If a Doc object had been previously parsed, it was possible for invalid parses to be added. There were two problems: 1) The parse was only being partially erased 2) The RightArc action was able to create a 1-cycle. This patch fixes both errors, and avoids resetting the parse if one is present. In theory this might allow a better parse to be predicted by running the parser twice.
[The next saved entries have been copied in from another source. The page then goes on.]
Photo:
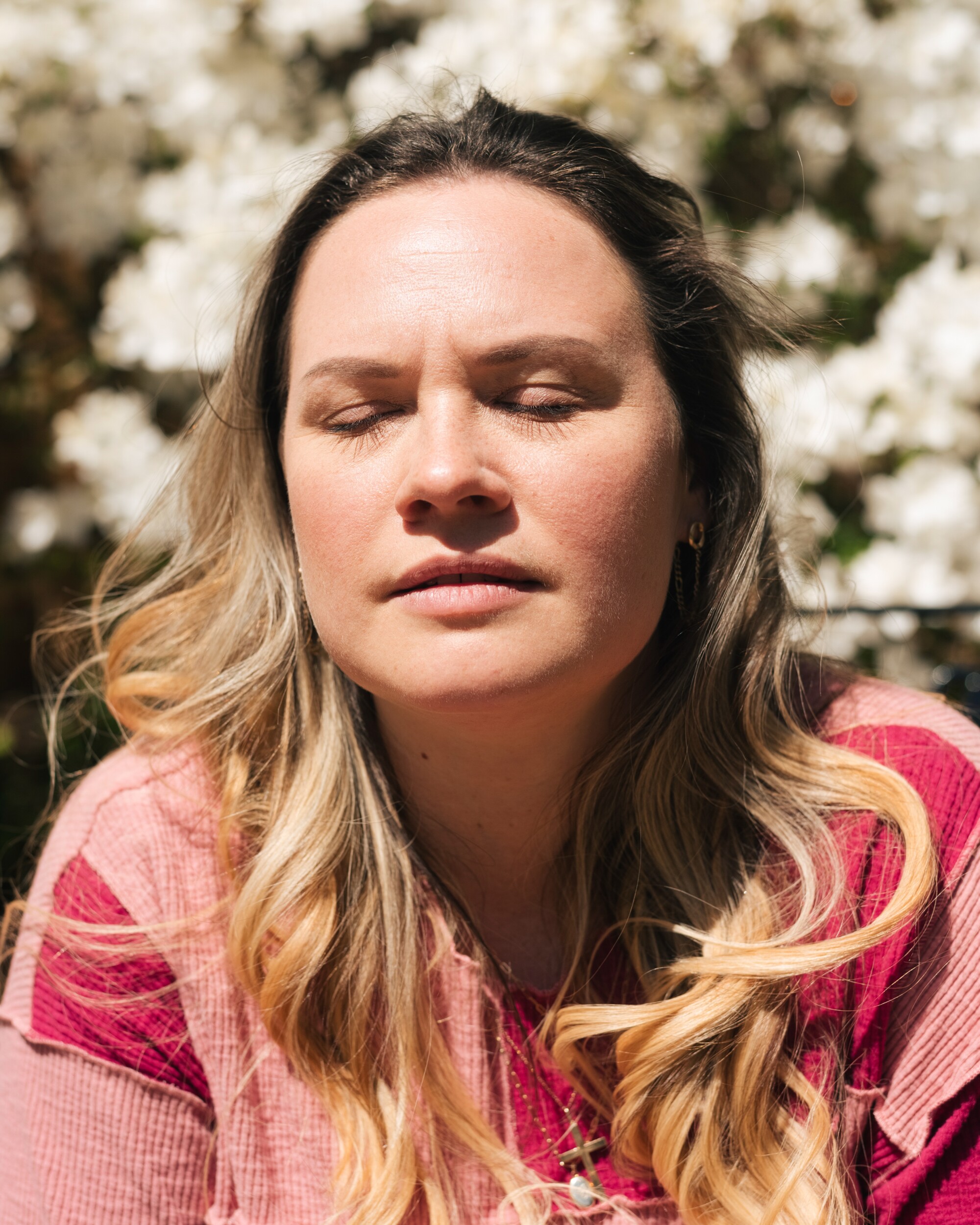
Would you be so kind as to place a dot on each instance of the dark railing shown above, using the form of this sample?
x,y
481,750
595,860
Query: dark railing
x,y
945,612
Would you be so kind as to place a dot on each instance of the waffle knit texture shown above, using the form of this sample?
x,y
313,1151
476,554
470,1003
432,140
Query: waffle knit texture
x,y
194,1115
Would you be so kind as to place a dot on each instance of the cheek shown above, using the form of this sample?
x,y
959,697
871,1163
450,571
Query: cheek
x,y
618,530
334,520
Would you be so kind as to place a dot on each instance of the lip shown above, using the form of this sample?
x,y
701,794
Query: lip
x,y
465,585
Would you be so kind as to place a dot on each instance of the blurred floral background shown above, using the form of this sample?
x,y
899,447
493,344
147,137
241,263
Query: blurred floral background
x,y
148,150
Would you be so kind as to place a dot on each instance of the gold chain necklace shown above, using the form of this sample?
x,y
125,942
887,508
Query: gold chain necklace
x,y
584,1189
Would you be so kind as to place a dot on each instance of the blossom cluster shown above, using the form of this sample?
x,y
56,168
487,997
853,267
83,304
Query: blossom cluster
x,y
833,145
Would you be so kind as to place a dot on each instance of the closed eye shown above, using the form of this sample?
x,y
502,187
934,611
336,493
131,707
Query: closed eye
x,y
369,418
542,410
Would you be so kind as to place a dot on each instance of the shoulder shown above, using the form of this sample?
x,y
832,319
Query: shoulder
x,y
147,824
925,740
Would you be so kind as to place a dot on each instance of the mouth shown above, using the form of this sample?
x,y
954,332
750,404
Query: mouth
x,y
471,580
465,584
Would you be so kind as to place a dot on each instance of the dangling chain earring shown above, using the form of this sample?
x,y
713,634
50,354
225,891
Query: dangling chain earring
x,y
696,540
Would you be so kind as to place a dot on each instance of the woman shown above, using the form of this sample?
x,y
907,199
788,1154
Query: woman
x,y
482,851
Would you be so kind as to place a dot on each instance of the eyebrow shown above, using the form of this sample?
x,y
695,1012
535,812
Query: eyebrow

Closes #1253.
2017-10-20 16:24:48 +02:00 · 2017-10-20 16:24:48 +02:00 · f111b228e0
parent 61bc203f3f
commit f111b228e0
2 changed files with 30 additions and 4 deletions
--- a/spacy/syntax/arc_eager.pyx
+++ b/spacy/syntax/arc_eager.pyx
@ -212,7 +212,8 @@ cdef class LeftArc:
 cdef class RightArc:
    @staticmethod
    cdef bint is_valid(const StateC* st, attr_t label) nogil:
-        return st.B_(0).sent_start != 1
+        # If there's (perhaps partial) parse pre-set, don't allow cycle.
+        return st.B_(0).sent_start != 1 and st.H(st.S(0)) != st.B(0)

    @staticmethod
    cdef int transition(StateC* st, attr_t label) nogil:
@ -446,14 +447,19 @@ cdef class ArcEager(TransitionSystem):

    cdef int initialize_state(self, StateC* st) nogil:
        for i in range(st.length):
-            st._sent[i].l_edge = i
-            st._sent[i].r_edge = i
+            if st._sent[i].dep == 0:
+                st._sent[i].l_edge = i
+                st._sent[i].r_edge = i
+                st._sent[i].head = 0
+                st._sent[i].dep = 0
+                st._sent[i].l_kids = 0
+                st._sent[i].r_kids = 0
        st.fast_forward()

    cdef int finalize_state(self, StateC* st) nogil:
        cdef int i
        for i in range(st.length):
-            if st._sent[i].head == 0 and st._sent[i].dep == 0:
+            if st._sent[i].head == 0:
                st._sent[i].dep = self.root_label

    def finalize_doc(self, doc):
--- a/spacy/tests/regression/test_issue1253.py
+++ b/spacy/tests/regression/test_issue1253.py
@ -0,0 +1,20 @@
+from __future__ import unicode_literals
+import pytest
+import spacy
+
+
+def ss(tt):
+    for i in range(len(tt)-1):
+        for j in range(i+1, len(tt)):
+            tt[i:j].root
+
+
+@pytest.mark.models('en')
+def test_access_parse_for_merged():
+    nlp = spacy.load('en_core_web_sm')
+    t_t = nlp.tokenizer("Highly rated - I'll definitely")
+    nlp.tagger(t_t)
+    nlp.parser(t_t)
+    nlp.parser(t_t)
+    ss(t_t)
+